Алена молчала, положив голову на стол. Она у нее кружилась.
— Что ты молчишь?
— У меня кружится голова.
— Тогда иди ложись спать! Ты много выпила. Если станет тошнить, знаешь, что делать.
За окном просигналила подъехавшая машина.
— Ну все, я убежал! Поспи!
Хлопнула входная дверь, и наступила тишина.
Алена подошла к окну, увидела, как Станислав Сергеевич садится в «скорую». Взглянул на свое окно, радостно замахал рукой. Он хоть и испугался, но держался неплохо, хорохорился, готовый сражаться до конца.

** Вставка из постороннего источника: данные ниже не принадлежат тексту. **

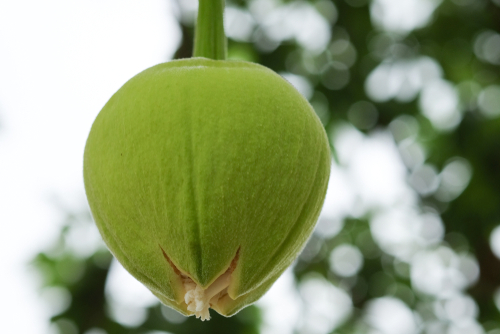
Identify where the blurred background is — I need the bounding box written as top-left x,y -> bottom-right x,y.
0,0 -> 500,334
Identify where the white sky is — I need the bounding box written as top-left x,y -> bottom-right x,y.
0,0 -> 179,334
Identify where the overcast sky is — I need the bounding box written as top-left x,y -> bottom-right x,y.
0,0 -> 179,334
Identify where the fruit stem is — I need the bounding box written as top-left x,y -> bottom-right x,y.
193,0 -> 227,60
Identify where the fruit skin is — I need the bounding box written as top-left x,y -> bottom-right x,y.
84,58 -> 331,316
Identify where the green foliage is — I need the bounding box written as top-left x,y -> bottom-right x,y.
35,0 -> 500,334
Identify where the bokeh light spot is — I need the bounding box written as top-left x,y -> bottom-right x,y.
330,244 -> 363,277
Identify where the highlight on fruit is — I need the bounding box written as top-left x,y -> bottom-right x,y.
83,0 -> 331,320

А может быть, Кузовлев прав: Грабов блефует, берет на испуг. Ставка на то, что они оба испугаются и сами приползут к нему на коленях, а она перейдет в его безраздельную собственность. Лихой расчет, до такого еще додуматься надо. Только с мозгами ли
Петра такие шарады сочинять? А вдруг это не игра? Вдруг он в самом деле рассвирепел и готов на все? Он способен на отчаянный шаг — в этом она не сомневалась. Слишком потрясла ее та ночная встреча в больнице.
Алена добрела до застеленной кровати Кузовлева, вытащила две подушки, упала на одну из них и сразу же заснула.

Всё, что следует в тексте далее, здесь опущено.